Friday, February 22, 2013

it's all about fit

Yesterday, I met with a cancer coach at the survivorship centre

My stated goal was to improve my health and prognosis by eating well and exercising more consistently. I shouldn't have been surprised that I was matched with a nutritionist but I groaned inwardly when my coach filled me in on her background.

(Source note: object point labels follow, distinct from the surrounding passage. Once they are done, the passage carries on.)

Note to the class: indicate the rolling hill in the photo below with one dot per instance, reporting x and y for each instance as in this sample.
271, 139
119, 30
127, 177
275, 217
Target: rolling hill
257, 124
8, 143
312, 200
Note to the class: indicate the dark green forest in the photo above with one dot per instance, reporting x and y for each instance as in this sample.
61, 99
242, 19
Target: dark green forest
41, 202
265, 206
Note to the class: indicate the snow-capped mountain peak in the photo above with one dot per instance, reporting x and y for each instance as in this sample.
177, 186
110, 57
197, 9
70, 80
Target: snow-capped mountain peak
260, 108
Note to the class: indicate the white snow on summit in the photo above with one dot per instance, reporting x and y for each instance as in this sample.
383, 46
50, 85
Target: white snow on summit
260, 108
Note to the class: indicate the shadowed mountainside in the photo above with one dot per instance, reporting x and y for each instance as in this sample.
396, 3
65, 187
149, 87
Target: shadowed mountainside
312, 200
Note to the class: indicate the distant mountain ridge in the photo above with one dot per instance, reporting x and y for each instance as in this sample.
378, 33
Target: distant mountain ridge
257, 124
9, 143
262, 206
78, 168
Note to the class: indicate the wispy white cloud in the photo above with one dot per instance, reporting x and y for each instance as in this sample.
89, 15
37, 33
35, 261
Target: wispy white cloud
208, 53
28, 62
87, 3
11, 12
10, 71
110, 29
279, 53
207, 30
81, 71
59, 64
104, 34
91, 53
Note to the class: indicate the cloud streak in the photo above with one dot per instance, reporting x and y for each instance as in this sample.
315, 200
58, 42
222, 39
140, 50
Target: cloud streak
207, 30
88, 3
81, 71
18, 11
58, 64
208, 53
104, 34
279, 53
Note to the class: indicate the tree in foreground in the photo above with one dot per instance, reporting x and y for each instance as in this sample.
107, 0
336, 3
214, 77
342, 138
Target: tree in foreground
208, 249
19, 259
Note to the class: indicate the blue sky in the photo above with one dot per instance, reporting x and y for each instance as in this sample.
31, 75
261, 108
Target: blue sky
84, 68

Two years ago, I met with a nutritionist weekly for nearly a year and I learned a few things but mostly I paid a lot of money to feel bad about myself. Someone else might have really liked the woman I worked with but I found her judgmental (for example, not only did she not drink alcohol, she could not understand anyone who did, even a little) and extreme (her idea of a treat was to have one square of very dark chocolate, once a week). Under her smug judgmental gaze, I felt like a complete failure. 

The implicit message was that if you can't do it all, you might as well not try (that may not have been her message but it was how I felt). I stopped seeing her, feeling that I'd accomplished very little.

The cancer coach I met with yesterday was very moderate in her approach. She actually said, "everything in moderation, including moderation."

I think I love her.

After she'd told me about the centre and the programs available to me, we talked about food and eating and self-care for more than an hour. I left with information and a feeling happy and good about myself.

I see her again in two weeks.


Nancy's Point said...

Hi Laurie,
This new cancer coach sounds so much better. No wonder you love her! Who needs someone who makes you feel like a failure? No one, that's who.

I relate to this so much. A couple weeks ago I started the Livestrong program at the YMCA. The trainers are compassionate, competent, knowledgeable and most importantly
- non-judgmental and encouraging.

I'm a big believer in moderation too. Good luck with things. Keep us posted.

deb said...

That's great news, Laurie. I loved my nutritionist, I think, in large part because she looked healthy but not in an over-achieving sort of way. She looked like I thought I could look.

when I looked around her office, she had food I eat on her shelf!

Judgement has no place in the advice health care professional their eyes or in their behaviour to their clients.

Glad you found a great fit!

laurie said...

You're both so right! I don't know why I can't see these things for myself while I'm in them!

Blondie said...

I'm so glad to hear you're feeling better and have a found a group that can be supportive in a helpful way. I've been thinking about you a lot lately and am sending you BIG HUGS! XXOO

Beth Gainer said...

Hey Laurie,

I like this new cancer coach and the "moderate" philosophy. Excess of anything isn't good. I'm glad you found the right fit.